Pang: l'autocritica a sfondo erotico di Capcom

Pomping World non è il titolo di un documentario sull'industria del porno. E' uno dei tanti nomi di Pang (aka ポンピング・ワールド aka Pompingu Worudo aka Buster Bros aka パン e chissà cos'altro), alla cui conversione per PC Engine CD-ROM ti stai dedicando nei ritagli di tempo. Ora come alla prima apparizione del gioco, giusto quei vent'anni fa. Quando infestava le sale, sottraendo il dovuto spazio al dorato cassone di Golden Axe. Sì, sempre all'epoca delle tue sortite tra le gettoniere assieme al Marausen e a Tonino Pugnetta, sotto il pericolo costante rappresentato dal maraldo Mimmo Cioccolata. Solo che ai tempi si chiamava solo Pang, per quanto voi lo aveste illegalmente ribattezzato con un altro, irriproducibile nomignolo. Sia (stato) quel che sia (stato), Pang/Pomping World nasceva come un titolo di profonda autocritica da parte di Capcom. Conscia di aver frantumato le palle a legioni di giocatori con decine di picchiaduro a scorrimento tutti uguali, e già consapevole che la brutta china sarebbe proseguita per almeno un quinquennio ancora e più, la softco di Osaka addestrava alla pratica orchiclasta i giovincelli di ogni dove. In sala, ma anche a casa (che se pure voi ludowanker occidentali dell'epoca non ce l'avevate ancora un PC Engine, tantomeno munito di unità CD-ROM, un C64, un'Amiga o alla peggio un CPC per far girare quelle merdose conversioni della Ocean non mancavano mai).
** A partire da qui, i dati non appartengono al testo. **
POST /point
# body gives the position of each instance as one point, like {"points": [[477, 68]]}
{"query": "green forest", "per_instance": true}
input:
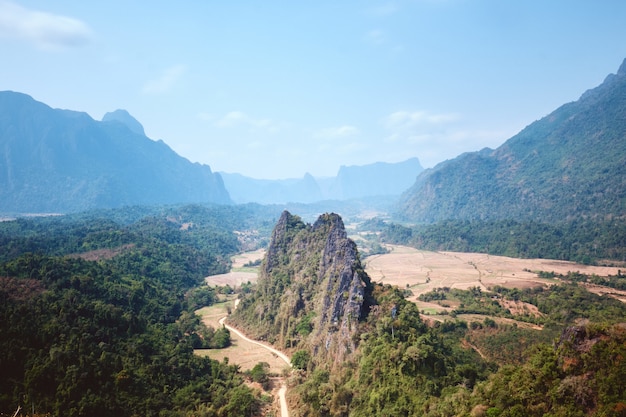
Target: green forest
{"points": [[97, 318], [96, 313]]}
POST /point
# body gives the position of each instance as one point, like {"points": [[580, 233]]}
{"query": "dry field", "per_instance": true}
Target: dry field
{"points": [[240, 260], [241, 352], [238, 274], [423, 271]]}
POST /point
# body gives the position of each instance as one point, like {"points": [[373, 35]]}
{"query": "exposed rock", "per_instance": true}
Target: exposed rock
{"points": [[312, 290]]}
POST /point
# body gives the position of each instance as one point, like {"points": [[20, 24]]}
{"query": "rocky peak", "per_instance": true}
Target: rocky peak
{"points": [[311, 290], [622, 68]]}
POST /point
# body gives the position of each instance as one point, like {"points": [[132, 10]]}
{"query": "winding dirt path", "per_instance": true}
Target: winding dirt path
{"points": [[284, 410]]}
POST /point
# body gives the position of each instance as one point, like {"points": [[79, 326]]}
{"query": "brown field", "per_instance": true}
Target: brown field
{"points": [[240, 260], [422, 271], [238, 274]]}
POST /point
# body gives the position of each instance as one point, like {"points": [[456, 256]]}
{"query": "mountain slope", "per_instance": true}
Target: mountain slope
{"points": [[312, 290], [55, 160], [570, 164], [351, 182], [377, 179]]}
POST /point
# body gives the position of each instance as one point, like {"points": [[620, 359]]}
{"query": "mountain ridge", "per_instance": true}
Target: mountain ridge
{"points": [[569, 164], [351, 182], [54, 160]]}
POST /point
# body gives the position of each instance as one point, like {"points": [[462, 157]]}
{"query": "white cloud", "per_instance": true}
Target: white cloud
{"points": [[165, 81], [46, 30], [235, 119], [384, 9], [337, 132], [414, 119]]}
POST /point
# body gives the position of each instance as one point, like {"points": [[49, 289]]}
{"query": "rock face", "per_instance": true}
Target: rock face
{"points": [[312, 291]]}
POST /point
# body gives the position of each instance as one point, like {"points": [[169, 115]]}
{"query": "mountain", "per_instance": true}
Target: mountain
{"points": [[312, 290], [244, 189], [351, 182], [377, 179], [54, 160], [126, 119], [570, 164]]}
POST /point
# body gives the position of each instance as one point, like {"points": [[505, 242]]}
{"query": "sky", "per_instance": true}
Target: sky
{"points": [[276, 89]]}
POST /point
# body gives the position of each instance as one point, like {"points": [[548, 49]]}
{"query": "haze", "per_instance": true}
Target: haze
{"points": [[278, 89]]}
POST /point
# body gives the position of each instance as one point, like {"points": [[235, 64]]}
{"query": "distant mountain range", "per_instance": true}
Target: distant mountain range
{"points": [[55, 160], [570, 164], [351, 182]]}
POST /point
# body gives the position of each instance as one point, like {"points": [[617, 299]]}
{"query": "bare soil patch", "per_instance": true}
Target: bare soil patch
{"points": [[423, 271], [240, 260], [234, 279], [241, 352]]}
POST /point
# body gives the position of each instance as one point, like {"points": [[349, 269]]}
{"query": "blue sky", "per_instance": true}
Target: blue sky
{"points": [[275, 89]]}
Spara alla palla grande e ne rimangono due più piccole. Spara e spara ancora, più forte, con il doppio arpione e la mitraglietta. E continua fino a quando non resta proprio più niente. Sullo schermo, nel mercato dei picchiaduro a scorrimento da sfruttare come una sanguisuga giapponese, dappertutto. Spara. Spara alle palle. Sparati direttamente nelle palle. 
Quello che non hai ancora capito è cosa rappresentasse esattamente, in questa elaborata metafora intimamente zen, il paguro rosa. O, se è per questo, perché Tonino Pugnetta andasse così fiero del suo nome da battaglia. Vallo a sapere.
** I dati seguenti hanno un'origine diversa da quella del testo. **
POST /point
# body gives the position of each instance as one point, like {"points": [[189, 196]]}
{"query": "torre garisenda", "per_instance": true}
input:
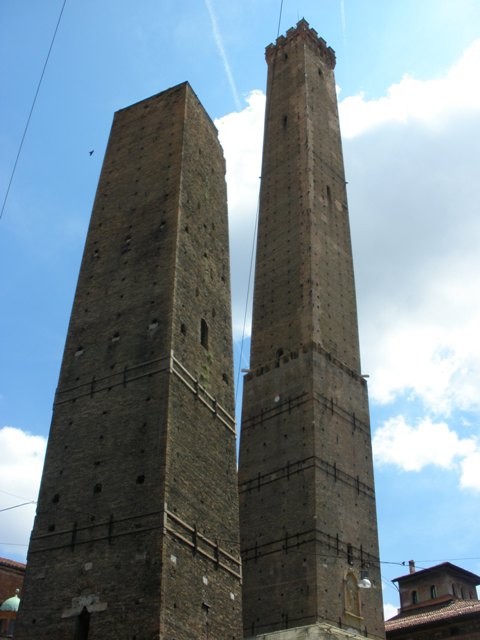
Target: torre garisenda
{"points": [[144, 529]]}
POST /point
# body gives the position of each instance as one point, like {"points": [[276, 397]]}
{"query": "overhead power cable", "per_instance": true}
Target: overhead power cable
{"points": [[15, 506], [31, 109], [251, 261]]}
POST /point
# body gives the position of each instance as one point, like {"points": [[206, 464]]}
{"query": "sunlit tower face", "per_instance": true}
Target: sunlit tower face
{"points": [[307, 502]]}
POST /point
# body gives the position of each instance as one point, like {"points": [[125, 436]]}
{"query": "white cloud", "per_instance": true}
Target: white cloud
{"points": [[431, 102], [241, 136], [412, 448], [470, 466], [412, 165], [389, 610], [21, 463]]}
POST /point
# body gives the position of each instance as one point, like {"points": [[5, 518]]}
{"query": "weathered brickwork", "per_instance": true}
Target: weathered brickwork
{"points": [[136, 534], [307, 501]]}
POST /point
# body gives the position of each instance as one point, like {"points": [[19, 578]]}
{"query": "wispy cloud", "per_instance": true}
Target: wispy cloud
{"points": [[221, 49], [413, 447]]}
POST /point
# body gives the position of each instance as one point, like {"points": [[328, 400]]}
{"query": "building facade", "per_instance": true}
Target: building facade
{"points": [[307, 500], [136, 533], [436, 603]]}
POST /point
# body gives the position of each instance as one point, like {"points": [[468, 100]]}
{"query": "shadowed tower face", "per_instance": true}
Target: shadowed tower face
{"points": [[307, 503], [136, 534]]}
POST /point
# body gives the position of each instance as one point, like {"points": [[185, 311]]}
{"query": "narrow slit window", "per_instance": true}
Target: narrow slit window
{"points": [[83, 625], [204, 333]]}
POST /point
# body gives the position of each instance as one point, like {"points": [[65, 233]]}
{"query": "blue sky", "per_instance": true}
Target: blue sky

In foto: Pomping World PCE. I due fratelli Buster stanno proseguendo attualmente la loro caccia alle palle colossali in Italia. Dalle parti di Palazzo Grazioli.



TASSO DI TACHIONI: Medio-alto, ma solo se sei un vero rompipalle.

Commenti

  1. nei tempi che furono di cannabis + birra + amici devastati dormienti per casa, lo finii con 1 credito e ancora 5 vite.
    Oggi, ancora, non ce la farei più penso. Davvero un gran bel gioco a mio avviso. Impossibile in 2: rischi di uccidere realmente il compagno di disavventure.